Job Search Next Practices: Online Identity as Competitive Advantage

Posted by Jean Cummings

Jan 26, 2012 4:20:00 PM

Build out your online identity to get a job

You'd be surprised, but only about one out of 10 of the technology executive clients I speak to have a built-out online identity - that is, they show up in more places than just LinkedIn. The time is past when a progressing executive can afford to be invisible on the Web. In fact, a built-out Web presence can serve as a critical competitive advantage, whether you are in a job search mode or not. The one thing to remember is:

EVERYONE GOOGLES EVERYONE!

This is even more true of recruiters and hiring authorities. In fact, the executive resume may well be one of the last pieces of marketing content they see, following the LinkedIn profile, FaceBook, Twitter, and whatever else they turn up in a Google search of your name.

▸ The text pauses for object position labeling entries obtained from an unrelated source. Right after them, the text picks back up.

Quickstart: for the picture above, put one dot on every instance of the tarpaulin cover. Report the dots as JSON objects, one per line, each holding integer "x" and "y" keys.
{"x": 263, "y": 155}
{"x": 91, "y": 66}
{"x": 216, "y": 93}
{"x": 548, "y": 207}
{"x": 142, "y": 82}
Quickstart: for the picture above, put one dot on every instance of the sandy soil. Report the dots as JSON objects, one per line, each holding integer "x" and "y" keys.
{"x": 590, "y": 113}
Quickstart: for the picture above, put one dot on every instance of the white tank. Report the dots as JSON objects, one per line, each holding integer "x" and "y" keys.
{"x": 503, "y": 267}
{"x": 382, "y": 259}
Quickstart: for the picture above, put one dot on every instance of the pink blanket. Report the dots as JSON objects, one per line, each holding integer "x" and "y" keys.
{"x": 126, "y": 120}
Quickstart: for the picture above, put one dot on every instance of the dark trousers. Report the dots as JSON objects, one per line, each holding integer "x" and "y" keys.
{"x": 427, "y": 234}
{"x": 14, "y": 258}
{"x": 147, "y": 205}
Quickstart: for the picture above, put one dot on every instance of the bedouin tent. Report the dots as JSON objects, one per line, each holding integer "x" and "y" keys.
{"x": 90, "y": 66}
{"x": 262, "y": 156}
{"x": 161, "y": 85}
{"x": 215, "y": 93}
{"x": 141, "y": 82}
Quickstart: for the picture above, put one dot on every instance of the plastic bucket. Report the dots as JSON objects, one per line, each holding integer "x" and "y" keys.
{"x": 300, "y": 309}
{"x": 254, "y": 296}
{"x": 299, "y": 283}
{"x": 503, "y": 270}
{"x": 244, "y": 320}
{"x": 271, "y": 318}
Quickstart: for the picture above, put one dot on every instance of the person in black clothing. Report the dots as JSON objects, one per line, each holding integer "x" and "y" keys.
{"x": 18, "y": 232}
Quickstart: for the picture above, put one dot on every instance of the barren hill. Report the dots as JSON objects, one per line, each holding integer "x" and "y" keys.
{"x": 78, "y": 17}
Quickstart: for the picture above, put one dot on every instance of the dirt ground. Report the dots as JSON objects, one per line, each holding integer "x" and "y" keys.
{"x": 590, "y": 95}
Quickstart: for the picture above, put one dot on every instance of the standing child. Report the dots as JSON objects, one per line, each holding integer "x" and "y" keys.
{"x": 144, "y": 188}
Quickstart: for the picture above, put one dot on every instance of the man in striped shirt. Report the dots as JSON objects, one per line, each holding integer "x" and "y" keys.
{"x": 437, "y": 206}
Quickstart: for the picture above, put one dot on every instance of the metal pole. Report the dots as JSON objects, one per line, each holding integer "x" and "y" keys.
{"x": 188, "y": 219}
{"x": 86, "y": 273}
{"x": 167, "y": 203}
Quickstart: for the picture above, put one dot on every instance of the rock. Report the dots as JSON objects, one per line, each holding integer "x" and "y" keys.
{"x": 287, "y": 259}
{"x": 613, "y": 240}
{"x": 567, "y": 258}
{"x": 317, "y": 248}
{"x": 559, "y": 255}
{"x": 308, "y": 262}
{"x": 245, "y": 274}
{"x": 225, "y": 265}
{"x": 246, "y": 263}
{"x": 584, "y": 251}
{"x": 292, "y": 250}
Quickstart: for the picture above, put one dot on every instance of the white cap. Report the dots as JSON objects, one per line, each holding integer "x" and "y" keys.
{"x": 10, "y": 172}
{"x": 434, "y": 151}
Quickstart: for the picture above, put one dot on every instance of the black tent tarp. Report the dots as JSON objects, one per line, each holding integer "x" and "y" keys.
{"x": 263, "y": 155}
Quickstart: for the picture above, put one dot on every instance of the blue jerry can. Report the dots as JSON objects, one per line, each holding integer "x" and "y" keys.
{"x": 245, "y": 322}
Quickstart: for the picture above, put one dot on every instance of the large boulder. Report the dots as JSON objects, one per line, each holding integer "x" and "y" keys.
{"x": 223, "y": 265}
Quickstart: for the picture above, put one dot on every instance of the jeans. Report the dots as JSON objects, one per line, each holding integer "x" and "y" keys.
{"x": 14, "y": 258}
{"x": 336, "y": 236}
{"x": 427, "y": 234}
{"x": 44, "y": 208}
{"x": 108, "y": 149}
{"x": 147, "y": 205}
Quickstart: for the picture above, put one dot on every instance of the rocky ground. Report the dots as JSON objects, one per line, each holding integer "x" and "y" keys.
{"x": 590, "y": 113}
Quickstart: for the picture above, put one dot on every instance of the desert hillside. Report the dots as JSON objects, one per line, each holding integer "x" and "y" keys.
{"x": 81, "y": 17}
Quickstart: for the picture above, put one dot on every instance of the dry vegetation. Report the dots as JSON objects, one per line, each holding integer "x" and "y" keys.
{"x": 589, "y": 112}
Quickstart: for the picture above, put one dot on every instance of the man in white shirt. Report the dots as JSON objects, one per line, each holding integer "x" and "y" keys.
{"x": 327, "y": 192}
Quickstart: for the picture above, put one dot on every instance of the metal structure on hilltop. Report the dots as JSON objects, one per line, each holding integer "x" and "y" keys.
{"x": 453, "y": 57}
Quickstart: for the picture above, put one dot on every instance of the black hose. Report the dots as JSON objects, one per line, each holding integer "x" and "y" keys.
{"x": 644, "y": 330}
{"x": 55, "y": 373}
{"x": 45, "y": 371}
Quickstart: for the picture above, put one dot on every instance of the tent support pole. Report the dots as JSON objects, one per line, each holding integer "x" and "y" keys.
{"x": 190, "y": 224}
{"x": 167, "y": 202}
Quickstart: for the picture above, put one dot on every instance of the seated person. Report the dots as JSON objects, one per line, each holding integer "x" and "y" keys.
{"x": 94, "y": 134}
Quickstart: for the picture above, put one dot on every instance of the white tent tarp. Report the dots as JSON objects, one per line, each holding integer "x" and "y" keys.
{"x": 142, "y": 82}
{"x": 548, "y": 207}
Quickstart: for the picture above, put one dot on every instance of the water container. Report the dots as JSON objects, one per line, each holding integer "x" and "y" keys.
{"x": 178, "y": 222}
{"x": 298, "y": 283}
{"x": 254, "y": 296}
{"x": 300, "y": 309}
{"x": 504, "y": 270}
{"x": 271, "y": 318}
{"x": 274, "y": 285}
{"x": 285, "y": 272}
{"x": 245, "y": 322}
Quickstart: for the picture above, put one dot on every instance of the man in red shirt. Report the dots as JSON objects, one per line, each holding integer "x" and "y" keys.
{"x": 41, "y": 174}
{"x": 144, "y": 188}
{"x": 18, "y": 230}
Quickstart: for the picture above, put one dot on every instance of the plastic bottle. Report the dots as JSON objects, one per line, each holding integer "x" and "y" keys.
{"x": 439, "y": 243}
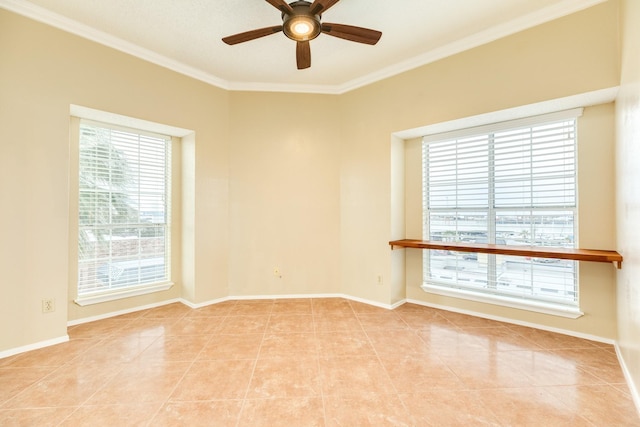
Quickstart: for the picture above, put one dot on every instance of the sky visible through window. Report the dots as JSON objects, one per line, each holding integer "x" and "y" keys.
{"x": 513, "y": 187}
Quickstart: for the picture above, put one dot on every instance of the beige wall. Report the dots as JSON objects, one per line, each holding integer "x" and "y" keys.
{"x": 284, "y": 184}
{"x": 628, "y": 192}
{"x": 547, "y": 62}
{"x": 596, "y": 229}
{"x": 299, "y": 182}
{"x": 42, "y": 72}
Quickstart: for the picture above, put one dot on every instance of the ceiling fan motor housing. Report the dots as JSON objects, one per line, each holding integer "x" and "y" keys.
{"x": 301, "y": 25}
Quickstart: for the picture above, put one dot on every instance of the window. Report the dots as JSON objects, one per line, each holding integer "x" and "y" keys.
{"x": 124, "y": 219}
{"x": 509, "y": 183}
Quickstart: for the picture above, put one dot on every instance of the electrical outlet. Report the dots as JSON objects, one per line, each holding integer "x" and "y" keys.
{"x": 48, "y": 305}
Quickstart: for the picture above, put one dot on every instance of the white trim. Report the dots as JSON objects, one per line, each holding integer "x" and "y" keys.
{"x": 203, "y": 304}
{"x": 126, "y": 293}
{"x": 45, "y": 16}
{"x": 586, "y": 99}
{"x": 506, "y": 125}
{"x": 121, "y": 312}
{"x": 126, "y": 121}
{"x": 34, "y": 346}
{"x": 505, "y": 301}
{"x": 521, "y": 23}
{"x": 635, "y": 395}
{"x": 514, "y": 321}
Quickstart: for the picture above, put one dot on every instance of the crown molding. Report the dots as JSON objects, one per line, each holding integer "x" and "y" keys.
{"x": 37, "y": 13}
{"x": 547, "y": 14}
{"x": 489, "y": 35}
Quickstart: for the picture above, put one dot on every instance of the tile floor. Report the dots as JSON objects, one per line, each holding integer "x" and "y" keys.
{"x": 313, "y": 362}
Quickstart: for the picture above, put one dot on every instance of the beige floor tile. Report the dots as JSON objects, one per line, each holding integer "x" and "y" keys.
{"x": 466, "y": 321}
{"x": 401, "y": 341}
{"x": 71, "y": 385}
{"x": 221, "y": 309}
{"x": 354, "y": 376}
{"x": 544, "y": 368}
{"x": 427, "y": 320}
{"x": 331, "y": 306}
{"x": 189, "y": 325}
{"x": 278, "y": 377}
{"x": 182, "y": 348}
{"x": 175, "y": 310}
{"x": 530, "y": 406}
{"x": 293, "y": 306}
{"x": 115, "y": 350}
{"x": 16, "y": 380}
{"x": 414, "y": 373}
{"x": 143, "y": 381}
{"x": 451, "y": 342}
{"x": 501, "y": 338}
{"x": 347, "y": 343}
{"x": 213, "y": 413}
{"x": 337, "y": 322}
{"x": 292, "y": 345}
{"x": 214, "y": 379}
{"x": 40, "y": 417}
{"x": 551, "y": 340}
{"x": 132, "y": 415}
{"x": 366, "y": 410}
{"x": 99, "y": 329}
{"x": 146, "y": 327}
{"x": 54, "y": 356}
{"x": 290, "y": 323}
{"x": 484, "y": 369}
{"x": 289, "y": 412}
{"x": 601, "y": 405}
{"x": 381, "y": 321}
{"x": 362, "y": 308}
{"x": 449, "y": 408}
{"x": 599, "y": 362}
{"x": 244, "y": 324}
{"x": 239, "y": 346}
{"x": 307, "y": 362}
{"x": 252, "y": 308}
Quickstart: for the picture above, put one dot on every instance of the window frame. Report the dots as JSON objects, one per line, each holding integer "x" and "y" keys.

This fact is actually good when you consider that you are able to present yourself and your career brand in full-color 3-D. Let's look at the sought-after candidate of the future:

  • He doesn't just have a 100% complete LinkedIn profile, he takes advantage of everything LI can do. He adds a PowerPoint presentation to convey subject matter expertise or achievement. His Twitter feed on LI shows that he is in touch with what's going on in the industry and function. A video he embeds in his profile gives viewers a chance to see him in action and hear his voice. His Groups activity demonstrates once again that he is a player. He provides insightful Answers.
  • She has a Twitter profile and a significant following of at least hundreds of interested followers. Her tweets are a record of her professional interests, expertise, and resource sharing.
  • She skillfully blends professional and personal on her Facebook page, ensures that Timeline has a clean record of her comments, and puts up a profile on Monster's BeKnown.
  • He uses Slideshare or Sliderocket to store PowerPoint presentations.
  • He is on YouTube giving talks on his areas of subject matter expertise.
  • She may have tasteful photos on Flickr that show more of her life, including travels, family, etc.
  • He has profiles up on Jigsaw, ZoomInfo, and other similar sites.
  • He has an about.me page with URLs to properties where he can be found online.
  • She has her own personal website or blogsite where you can see her resume, testimonials, projects, leadership highlights, etc.
  • She blogs regularly on professional issues and comments on other people's blogs.

Perhaps a Google of Bing search will also turn up entries from press releases, published materials, speaking engagements, etc.

It simply will no longer be enough to just have a resume if you are embarked on a job search or seeking advancement within your own organization. So begin now to build out your online identity so that a search will find on-brand content you want people to see. If you do so at the dawn of 2012, you will have an edge on the competition.